By The University of Chicago Department of Pathology
Auto text: “Insert Lymphoma Workup”
If tissue is received in RPMI, please page 4659 (Hemepath on call) and send DIRECTLY to the Hematology Laboratory (for Flow cytometry). This process is time sensitive and should not be delayed. There is no need to “gross” the tissue.
For tissue received from the operating room labeled “lymphoma workup”, please use the procedure outlined below.
For lymph nodes or spleens received fresh from the operating room, the grossing resident or PA should review the patient’s clinical history in EPIC and contact the on-call attending Hematopathologist prior to placing the specimen in formalin.
If the specimen has been specifically identified as a possible lymphoma or another hematologic disease, a frozen section should NOT be performed without the specific approval of an attending pathologist from Surgical Pathology or Hematopathology.
Technician should determine if the surgeon is waiting for an answer. For specimens labeled “intraoperative evaluation of adequacy and lymphoma workup” – tech should assume that the surgeon IS waiting.

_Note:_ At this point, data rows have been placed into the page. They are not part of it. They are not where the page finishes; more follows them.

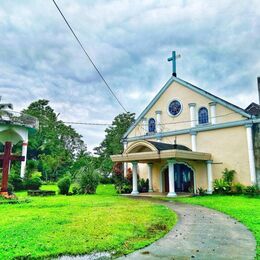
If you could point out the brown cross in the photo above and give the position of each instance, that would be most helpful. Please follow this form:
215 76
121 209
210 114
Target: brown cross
7 157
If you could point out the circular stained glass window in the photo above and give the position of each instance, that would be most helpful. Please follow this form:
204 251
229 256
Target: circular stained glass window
175 108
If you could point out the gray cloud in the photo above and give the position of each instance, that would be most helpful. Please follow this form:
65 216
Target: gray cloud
130 42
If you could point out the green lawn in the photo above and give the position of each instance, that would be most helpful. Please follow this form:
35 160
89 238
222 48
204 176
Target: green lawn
51 226
244 209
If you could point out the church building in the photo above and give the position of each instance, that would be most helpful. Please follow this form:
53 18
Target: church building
186 137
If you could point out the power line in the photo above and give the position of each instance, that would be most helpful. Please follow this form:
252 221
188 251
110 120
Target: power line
88 123
91 61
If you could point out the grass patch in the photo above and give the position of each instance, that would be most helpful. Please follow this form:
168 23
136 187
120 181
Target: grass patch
82 224
244 209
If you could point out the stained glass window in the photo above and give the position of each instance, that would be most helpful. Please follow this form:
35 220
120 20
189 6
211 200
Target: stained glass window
203 115
151 125
175 108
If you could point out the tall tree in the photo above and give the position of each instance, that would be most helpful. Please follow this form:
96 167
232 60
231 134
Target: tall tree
55 145
112 144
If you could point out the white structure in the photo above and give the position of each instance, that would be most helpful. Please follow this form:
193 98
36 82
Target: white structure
14 128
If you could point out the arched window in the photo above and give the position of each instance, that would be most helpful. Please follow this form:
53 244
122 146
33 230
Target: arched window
151 125
203 115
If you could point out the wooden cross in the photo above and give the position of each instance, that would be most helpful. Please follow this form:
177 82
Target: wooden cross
7 157
173 59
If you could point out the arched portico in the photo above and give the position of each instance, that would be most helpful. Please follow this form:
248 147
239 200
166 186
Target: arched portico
153 154
184 177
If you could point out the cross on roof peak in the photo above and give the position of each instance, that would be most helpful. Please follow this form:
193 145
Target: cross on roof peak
173 59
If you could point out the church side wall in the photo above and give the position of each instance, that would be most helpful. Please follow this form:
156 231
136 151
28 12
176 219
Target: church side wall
186 96
228 148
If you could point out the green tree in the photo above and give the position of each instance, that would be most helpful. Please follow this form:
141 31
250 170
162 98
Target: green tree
112 144
55 145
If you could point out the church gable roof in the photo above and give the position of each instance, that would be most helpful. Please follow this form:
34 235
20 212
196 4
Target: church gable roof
196 89
164 146
253 109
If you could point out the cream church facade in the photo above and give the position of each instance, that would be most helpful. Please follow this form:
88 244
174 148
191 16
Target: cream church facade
186 137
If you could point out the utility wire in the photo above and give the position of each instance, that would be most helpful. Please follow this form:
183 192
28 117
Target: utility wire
163 125
88 123
91 61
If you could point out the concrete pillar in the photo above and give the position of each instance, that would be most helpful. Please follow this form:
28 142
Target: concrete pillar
24 153
158 123
144 126
213 118
210 177
135 187
193 141
150 176
193 118
125 163
171 179
251 153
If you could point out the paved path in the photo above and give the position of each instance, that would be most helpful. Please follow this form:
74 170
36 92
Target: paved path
200 233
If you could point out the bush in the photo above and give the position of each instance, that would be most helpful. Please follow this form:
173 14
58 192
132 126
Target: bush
104 179
33 183
87 179
64 185
16 180
124 188
10 189
143 185
201 191
75 189
228 175
252 190
238 188
221 186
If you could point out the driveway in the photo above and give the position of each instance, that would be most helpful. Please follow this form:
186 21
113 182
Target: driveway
200 233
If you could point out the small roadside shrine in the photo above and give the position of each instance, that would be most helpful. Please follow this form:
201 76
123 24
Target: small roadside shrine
14 128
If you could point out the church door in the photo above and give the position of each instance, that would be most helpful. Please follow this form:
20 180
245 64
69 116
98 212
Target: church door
183 178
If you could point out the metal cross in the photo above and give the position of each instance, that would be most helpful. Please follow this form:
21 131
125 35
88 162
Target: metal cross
173 59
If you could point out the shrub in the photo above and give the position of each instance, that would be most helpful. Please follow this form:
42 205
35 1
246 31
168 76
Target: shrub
201 191
228 175
238 188
105 179
10 189
252 190
16 180
64 185
87 179
75 189
124 187
33 183
143 185
221 186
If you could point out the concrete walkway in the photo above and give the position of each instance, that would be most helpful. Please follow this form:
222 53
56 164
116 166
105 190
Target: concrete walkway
200 233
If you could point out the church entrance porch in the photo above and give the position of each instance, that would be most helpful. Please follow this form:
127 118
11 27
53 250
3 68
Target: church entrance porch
166 166
183 178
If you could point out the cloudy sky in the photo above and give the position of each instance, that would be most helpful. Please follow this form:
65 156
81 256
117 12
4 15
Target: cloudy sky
130 41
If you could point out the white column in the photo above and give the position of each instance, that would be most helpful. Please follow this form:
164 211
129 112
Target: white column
171 179
144 126
150 176
125 163
24 153
158 123
213 118
193 141
135 189
251 152
192 114
210 177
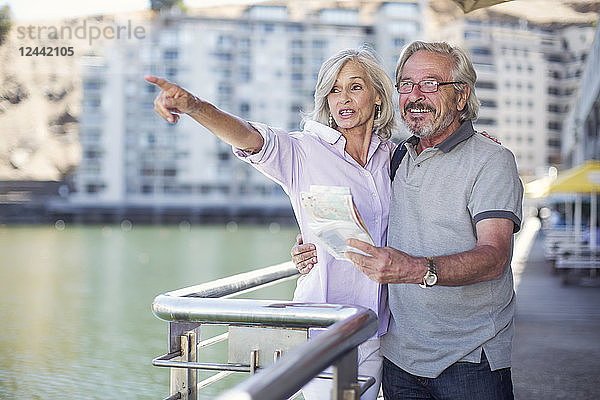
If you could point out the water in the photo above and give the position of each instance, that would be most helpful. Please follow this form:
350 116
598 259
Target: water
76 317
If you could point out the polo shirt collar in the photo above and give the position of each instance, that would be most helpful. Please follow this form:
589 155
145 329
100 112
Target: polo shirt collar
464 131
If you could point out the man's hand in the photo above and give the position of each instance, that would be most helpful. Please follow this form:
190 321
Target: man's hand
172 100
386 264
304 255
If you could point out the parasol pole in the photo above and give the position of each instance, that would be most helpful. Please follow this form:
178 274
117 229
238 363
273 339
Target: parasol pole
593 218
578 213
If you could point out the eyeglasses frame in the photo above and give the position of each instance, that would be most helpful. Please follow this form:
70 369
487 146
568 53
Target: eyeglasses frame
425 80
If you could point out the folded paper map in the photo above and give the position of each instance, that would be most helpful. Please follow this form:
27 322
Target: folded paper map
334 219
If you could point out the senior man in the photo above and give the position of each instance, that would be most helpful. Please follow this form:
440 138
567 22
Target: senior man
456 203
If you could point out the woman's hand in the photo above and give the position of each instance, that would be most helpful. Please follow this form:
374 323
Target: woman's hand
304 255
172 100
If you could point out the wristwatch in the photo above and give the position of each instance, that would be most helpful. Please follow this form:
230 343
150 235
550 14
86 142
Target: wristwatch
430 277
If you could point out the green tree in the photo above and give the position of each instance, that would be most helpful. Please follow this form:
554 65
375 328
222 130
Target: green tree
5 22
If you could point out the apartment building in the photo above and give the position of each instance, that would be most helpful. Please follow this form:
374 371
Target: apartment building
527 78
581 129
261 66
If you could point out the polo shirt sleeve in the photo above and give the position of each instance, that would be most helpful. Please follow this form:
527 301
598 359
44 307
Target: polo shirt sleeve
276 158
498 191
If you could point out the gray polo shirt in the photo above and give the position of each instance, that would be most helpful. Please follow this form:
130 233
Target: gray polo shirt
437 198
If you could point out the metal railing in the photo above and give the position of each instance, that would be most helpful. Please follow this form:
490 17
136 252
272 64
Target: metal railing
266 338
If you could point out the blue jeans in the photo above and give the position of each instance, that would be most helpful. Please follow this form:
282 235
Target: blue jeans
460 381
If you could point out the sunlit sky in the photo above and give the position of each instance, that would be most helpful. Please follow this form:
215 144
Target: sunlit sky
31 10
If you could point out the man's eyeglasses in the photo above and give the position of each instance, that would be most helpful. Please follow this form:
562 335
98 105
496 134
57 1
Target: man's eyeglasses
425 86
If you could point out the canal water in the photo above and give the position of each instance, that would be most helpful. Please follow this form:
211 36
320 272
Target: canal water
76 316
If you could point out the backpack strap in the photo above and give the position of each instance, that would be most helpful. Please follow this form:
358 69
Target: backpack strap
397 157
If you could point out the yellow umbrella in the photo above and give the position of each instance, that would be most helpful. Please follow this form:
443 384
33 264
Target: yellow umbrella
582 179
470 5
539 188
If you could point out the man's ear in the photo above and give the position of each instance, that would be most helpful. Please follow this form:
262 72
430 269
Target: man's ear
462 98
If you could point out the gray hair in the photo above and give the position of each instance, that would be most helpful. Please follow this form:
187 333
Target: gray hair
462 71
381 81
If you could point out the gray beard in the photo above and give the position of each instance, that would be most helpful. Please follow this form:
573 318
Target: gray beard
428 131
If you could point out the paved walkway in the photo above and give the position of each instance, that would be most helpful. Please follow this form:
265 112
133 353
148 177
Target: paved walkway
556 350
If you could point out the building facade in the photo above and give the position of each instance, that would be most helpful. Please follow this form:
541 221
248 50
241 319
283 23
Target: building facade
261 66
527 78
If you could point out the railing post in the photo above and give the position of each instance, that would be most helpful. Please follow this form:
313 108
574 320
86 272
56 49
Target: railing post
183 339
345 372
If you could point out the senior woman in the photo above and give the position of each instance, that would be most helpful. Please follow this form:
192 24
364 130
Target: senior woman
344 142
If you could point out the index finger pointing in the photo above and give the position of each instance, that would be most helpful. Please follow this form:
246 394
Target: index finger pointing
155 80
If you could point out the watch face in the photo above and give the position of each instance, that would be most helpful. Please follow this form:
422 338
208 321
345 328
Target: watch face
431 279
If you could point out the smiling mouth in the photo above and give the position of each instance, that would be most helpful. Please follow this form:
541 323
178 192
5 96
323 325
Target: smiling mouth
417 108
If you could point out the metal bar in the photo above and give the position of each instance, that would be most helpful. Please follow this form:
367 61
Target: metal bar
350 326
295 369
205 366
239 282
213 340
250 312
212 379
174 396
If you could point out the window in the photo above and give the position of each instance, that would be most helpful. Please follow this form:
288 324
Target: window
170 54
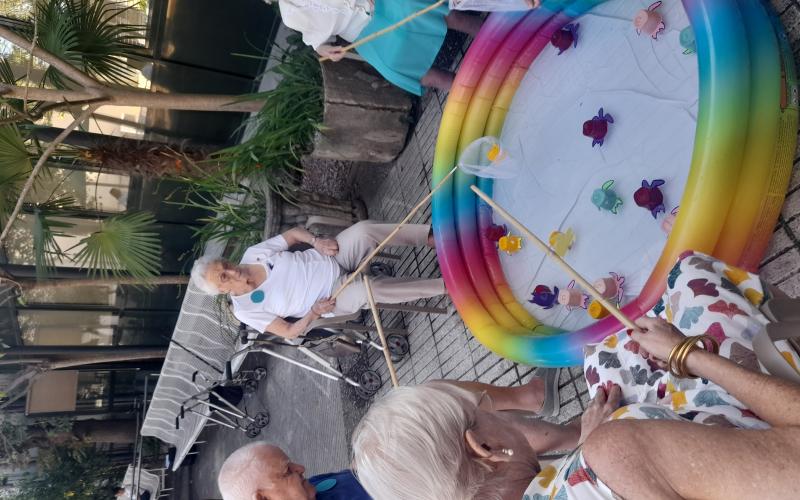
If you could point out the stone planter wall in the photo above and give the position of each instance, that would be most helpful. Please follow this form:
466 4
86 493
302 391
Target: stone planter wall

The Hematopathologist on call should be contacted immediately (4659). Technician should include in the message if the surgeon is waiting for an answer.
If the Hematopathologist does not respond, call 2-1314 and request for the Hematopathologist on call to be notified about the urgent lymphoma workup.
Look up the patient’s relevant history in EPIC.
Before opening the container:
Obtain the “lymphoma bucket,” which should contain a sterile suture removal kit, slides, and an empty conical tube. Obtain tubes of RPMI and RPMI+PenStrep from the refrigerator.
Prepare and label containers for formalin, flow (RPMI), and cytogenetics (RPMI+PenStrep).
On a clean working surface, open the suture removal kit.
Turn the specimen container upside down, so that the lymph node rests on the inside of the lid. Loosen the lid and lift the specimen cup off to expose the lymph node.
After opening the container:
Measure (L x W x H) and take note of the lymph node’s appearance. If the specimen’s gross appearance is impressive or unusual (and the OR is not waiting on results) consider photographing the whole specimen and one representative cut surface.
Slice the lymph node with a sterile scalpel blade, using sterile forceps (from the suture kit) to stabilize the specimen on the lid. Keep the specimen as sterile as possible.
If the node is small, simply bisect the node.
If the node is large, consider using a short blade to make thin serial sections.
Gently dab the specimen with sterile gauze (from the suture kit) to remove excess blood.
In order to make touch-preps, label at least 2 glass slides.
Touch the cut surface of the lymph node to different areas of each slide. Allow slides to air-dry.
Consider saving at least 1-2 touch preps as unstained (can potentially be used for FISH studies later).
Stain 1-2 touch preps with Diff-Quick according to instructions at staining bench.
Once touch preps are made, place the container back over the specimen to prevent drying out or contamination.
Evaluate stained touch preps with the attending.
Once touch-preps are evaluated, additional studies may be necessary. For a limited amount of tissue, follow the prioritization made by the Heme Path attending:
Cancer cytogenetics: Take a portion (at least 0.5-1 cubic cm) and place into RPMI+PenStrep. This must be kept STERILE. Once this has been done, sterility is no longer imperative.
Flow cytometry: Take a portion (at least 0.5-1 cubic cm) and place in RPMI. This does not need to be sterile.
Lymphoma bank: For certain lymphoma cases with ample tissue, a small portion can be given to one of the PAs whom will snap freeze and bank it.
Microbiology: If there is suspicion of an infectious process, check to see if the surgical team already directly sent specimens to microbiology from the OR. If not, place a STERILE small portion (0.5-1 cubic cm) in a sterile tube, and take to microbiology. You will need to fill out a paper order for culture (like you do on Autopsy).
Normally, sections will be taken for fixation in formalin. Sections should be thin to allow for adequate fixation and be made gently to avoid crush artifact.
Allow tissue to fix adequately before submitting for processing: At least 4 hours prior to pick-up by histology (preferably in a clean container with adequate amount of fresh formalin).